In Jack Barkla's stage design, Temple's home looks like a high-tech waiting room outside the Second Circle of Hell. The back wall is draped with layers of muslin, on which photographs of a naked, battered woman are projected: a slide show of the brutal male libido and of Temple's nightmare past. At moments of high tension a fluty, electric whine is heard, punctuated by the basso rumble of a telltale heart. The climax is signaled by blinding lights--shock cuts to a revelation.
This is minimalist melodrama, and Ciulei's actors do it full justice. Richard Frank's Gowan has the courtly sarcasm of a "gentleman" who long ago came to terms with the impotence of his spirit. Bill Moor, as Gowan's lawyer uncle, looks like Faulkner and walks with the heavy grace of a decent man who has lead weights on his conscience. Linda Kozlowski is Faulkner's Temple from her smart cheekbones to her chiseled calves; she stands with a finishing-school posture inverted into sexual arrogance. Only the nervous tremolo in her voice betrays her and cues the audience for explosions to come. Ciulei's discreet staging guarantees that they will be heard only in the distance, through the shuttered windows of Southern gentility.
If Requiem works hard to keep its theatrical current at low voltage, Serban's Figaro parades its ebullience as a form of comic shock therapy.
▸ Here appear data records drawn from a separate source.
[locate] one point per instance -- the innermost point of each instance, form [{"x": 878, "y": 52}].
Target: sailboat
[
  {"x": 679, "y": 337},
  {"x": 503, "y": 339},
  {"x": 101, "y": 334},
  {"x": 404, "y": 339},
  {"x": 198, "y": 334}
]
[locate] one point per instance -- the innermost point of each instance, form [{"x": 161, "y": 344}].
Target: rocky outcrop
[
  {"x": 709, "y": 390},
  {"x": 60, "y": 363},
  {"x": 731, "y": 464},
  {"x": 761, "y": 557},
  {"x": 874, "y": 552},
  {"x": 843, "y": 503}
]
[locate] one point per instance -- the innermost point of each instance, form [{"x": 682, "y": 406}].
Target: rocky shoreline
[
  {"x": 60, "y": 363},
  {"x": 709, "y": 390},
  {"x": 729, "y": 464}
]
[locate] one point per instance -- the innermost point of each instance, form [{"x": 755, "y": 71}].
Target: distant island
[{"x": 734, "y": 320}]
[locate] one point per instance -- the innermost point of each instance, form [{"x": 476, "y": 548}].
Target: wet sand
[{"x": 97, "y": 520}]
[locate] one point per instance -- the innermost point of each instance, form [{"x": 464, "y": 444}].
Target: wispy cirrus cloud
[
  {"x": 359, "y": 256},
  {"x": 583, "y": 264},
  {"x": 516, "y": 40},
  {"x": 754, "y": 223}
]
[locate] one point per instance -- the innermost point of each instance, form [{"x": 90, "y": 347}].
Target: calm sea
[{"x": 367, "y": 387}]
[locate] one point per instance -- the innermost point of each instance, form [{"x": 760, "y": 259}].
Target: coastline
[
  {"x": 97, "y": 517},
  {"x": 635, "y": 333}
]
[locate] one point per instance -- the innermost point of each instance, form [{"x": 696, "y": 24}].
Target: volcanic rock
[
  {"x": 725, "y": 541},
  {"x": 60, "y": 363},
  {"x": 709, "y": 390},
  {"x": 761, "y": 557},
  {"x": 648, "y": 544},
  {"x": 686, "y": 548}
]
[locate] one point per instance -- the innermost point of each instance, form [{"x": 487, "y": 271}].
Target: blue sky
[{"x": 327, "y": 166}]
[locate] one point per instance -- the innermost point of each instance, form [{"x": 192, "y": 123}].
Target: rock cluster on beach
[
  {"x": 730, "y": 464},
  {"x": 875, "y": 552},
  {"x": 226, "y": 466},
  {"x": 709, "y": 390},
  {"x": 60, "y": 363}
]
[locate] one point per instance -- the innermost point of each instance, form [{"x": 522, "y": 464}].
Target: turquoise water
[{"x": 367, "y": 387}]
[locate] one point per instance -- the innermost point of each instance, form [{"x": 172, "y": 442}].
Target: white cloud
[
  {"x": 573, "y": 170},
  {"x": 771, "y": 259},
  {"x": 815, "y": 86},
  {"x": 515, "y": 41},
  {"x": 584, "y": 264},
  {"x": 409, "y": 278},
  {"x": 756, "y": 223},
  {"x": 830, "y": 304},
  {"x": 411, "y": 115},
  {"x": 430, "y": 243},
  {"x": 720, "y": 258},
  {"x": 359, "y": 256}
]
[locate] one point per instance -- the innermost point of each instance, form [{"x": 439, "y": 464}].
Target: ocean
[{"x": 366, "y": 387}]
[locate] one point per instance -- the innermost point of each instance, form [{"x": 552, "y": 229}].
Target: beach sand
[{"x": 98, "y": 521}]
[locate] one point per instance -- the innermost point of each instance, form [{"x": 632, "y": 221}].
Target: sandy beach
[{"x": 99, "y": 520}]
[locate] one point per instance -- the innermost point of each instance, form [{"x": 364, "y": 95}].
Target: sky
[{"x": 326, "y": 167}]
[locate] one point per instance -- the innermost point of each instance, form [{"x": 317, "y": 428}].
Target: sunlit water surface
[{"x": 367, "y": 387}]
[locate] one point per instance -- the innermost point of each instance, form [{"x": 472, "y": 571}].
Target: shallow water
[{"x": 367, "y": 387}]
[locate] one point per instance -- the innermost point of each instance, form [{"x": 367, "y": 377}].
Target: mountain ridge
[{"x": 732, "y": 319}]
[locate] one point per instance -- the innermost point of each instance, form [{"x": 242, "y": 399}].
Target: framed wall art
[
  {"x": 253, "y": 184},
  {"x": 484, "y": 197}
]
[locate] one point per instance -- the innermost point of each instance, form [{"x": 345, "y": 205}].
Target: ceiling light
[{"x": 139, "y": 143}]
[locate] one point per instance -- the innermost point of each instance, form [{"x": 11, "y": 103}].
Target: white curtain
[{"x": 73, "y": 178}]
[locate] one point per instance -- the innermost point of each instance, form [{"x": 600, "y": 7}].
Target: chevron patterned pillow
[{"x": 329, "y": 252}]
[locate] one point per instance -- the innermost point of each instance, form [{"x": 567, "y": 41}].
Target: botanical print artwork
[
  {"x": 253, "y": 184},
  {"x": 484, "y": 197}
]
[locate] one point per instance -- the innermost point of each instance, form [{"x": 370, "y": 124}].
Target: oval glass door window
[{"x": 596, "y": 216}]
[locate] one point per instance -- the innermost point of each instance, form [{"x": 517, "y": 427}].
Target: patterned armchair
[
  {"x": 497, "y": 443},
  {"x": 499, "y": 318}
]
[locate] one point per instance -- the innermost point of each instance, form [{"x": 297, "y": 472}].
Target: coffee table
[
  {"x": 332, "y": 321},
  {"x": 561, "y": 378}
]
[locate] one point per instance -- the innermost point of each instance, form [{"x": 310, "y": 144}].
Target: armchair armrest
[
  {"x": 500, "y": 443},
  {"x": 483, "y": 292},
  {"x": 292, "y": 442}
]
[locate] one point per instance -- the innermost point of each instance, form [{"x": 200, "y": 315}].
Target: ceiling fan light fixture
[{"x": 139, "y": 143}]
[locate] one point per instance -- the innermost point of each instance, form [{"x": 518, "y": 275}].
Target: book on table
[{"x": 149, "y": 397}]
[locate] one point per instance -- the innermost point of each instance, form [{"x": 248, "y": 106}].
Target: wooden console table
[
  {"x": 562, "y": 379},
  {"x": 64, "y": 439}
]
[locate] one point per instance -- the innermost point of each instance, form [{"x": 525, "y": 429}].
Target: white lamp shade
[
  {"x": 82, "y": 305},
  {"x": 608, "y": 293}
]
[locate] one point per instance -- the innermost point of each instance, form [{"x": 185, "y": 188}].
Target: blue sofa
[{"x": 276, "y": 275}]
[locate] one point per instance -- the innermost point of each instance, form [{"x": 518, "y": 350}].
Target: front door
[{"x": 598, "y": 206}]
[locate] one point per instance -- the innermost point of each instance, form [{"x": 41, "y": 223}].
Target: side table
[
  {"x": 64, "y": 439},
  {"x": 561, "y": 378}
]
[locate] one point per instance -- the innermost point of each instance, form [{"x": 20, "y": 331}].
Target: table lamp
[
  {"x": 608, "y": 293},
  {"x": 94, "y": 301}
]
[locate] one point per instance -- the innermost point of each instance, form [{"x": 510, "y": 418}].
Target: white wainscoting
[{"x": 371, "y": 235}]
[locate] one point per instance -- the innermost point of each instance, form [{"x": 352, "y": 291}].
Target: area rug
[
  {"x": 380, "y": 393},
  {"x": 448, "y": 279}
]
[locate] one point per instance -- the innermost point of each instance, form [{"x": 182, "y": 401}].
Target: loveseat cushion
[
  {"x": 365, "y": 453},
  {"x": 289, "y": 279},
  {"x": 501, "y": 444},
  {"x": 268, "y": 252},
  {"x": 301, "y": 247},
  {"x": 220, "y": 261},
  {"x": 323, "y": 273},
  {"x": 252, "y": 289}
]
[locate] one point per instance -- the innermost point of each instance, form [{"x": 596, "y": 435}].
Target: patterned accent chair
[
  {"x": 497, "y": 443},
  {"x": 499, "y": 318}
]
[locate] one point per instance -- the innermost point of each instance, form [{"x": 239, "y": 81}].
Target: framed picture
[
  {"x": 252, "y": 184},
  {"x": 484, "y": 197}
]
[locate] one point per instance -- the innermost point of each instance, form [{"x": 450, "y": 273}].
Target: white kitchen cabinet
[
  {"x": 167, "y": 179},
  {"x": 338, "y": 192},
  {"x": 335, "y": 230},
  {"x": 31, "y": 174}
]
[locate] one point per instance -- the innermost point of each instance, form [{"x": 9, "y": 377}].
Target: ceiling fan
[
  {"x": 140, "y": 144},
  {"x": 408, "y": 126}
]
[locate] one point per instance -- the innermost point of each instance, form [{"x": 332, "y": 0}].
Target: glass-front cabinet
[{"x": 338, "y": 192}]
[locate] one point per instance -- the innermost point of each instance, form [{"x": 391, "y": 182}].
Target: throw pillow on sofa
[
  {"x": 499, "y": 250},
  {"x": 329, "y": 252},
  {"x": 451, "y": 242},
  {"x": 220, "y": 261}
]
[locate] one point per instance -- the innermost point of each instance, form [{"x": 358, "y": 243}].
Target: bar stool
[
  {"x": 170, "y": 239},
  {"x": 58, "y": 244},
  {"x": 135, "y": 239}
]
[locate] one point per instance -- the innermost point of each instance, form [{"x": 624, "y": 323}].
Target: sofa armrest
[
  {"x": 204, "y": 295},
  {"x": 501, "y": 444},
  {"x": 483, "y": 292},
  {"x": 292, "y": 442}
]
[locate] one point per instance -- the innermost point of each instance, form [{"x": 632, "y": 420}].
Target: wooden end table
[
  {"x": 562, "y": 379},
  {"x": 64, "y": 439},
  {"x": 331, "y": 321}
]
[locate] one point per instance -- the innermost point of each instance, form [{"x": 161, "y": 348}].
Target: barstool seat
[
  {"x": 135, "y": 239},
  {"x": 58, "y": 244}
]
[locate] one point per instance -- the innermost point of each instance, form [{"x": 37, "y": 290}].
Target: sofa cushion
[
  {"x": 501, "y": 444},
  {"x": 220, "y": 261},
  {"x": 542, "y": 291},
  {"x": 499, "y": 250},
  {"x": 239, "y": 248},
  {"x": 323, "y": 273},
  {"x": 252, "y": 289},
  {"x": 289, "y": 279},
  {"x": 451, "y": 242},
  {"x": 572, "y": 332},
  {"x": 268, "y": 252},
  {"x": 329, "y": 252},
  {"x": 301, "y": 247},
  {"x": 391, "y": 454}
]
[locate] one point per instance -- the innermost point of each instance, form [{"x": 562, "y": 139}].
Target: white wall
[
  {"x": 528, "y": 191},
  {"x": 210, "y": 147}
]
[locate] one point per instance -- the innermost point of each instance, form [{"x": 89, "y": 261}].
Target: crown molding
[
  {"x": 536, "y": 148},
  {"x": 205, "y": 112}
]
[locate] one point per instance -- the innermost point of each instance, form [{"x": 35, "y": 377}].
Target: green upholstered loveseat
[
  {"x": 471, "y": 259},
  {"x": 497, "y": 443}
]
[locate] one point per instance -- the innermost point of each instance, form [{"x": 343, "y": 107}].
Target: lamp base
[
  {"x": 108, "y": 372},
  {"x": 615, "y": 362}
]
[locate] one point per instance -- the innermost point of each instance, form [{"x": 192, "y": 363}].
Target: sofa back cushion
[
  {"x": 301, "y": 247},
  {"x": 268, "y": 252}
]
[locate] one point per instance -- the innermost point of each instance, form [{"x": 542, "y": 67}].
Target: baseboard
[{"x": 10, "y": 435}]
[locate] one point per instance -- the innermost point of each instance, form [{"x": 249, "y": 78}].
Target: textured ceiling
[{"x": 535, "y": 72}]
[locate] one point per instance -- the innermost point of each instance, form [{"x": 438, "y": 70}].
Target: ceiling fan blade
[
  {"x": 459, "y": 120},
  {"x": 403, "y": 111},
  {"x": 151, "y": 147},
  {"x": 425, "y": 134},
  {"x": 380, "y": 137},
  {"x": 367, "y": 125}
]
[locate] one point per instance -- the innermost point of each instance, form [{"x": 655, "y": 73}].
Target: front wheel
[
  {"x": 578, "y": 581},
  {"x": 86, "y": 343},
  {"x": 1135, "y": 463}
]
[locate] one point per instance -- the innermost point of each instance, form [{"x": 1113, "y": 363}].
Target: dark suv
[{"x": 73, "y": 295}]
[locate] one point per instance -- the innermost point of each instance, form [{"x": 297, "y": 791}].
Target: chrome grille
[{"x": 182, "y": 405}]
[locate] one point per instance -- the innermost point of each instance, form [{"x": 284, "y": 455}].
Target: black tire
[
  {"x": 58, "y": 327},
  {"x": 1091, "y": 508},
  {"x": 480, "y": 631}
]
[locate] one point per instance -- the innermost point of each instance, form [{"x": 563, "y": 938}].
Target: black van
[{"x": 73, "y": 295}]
On a bare stage backed by sliding panels and a wall of fun-house Mylar, the cast plays out Beaumarchais's delicious romantic satire at Mach 2 speed. Characters whirl about on bicycles and roller skates; one actor executes a belly flop on a skate board as it barrels down a steep ramp. Figaro (Robert Dorfman) does acrobatics on a giant swing, gaily stranded between the lands of Barnum and Dr. Pepper. Marceline (Catherine Burns), a punk Garbo who loves Figaro almost like a mother, gets around in a large shopping cart. Her adviser Bartholo (Henry Stram) is a sprightly "blind" hunchback out of Bunuel. The mad Bazile (Richard Ooms), a Charles Nelson Reilly in whiteface, zooms across the stage in a wheelchair. Of all these precocious children, the most hyperactive is Jana Schneider as Figaro's fiancee Suzanne. She eats money, trills her r's, growls and meows, wriggles her toes and writhes out of her clothes, imitates Jayne Mansfield's squeal and Bert Lahr's whinny. She is the woman as child, the clown as sex goddess. It is a neck-breaking, star-making performance.
This ain't Mozart, folks. But it may be Beaumarchais, who helped liberate 18th century French theater from Alexandrine verse and, in the process, scourged his patron, King Louis XVI. Returning the favor, Louis declared: "If this play were to be performed, the Bastille would have to be pulled down first"--and a few years later the revolutionaries of 1789 came close to doing just that. The Guthrie is sturdier; it is weathering, and flourishing under, the reign of its radical Rumanians. It has also shown that in Minneapolis, Liviu Ciulei can direct an American play with the naturalistic discipline of Elia Kazan, and Andrei Serban harbors the spirits of Tommy Tune and Ken Russell.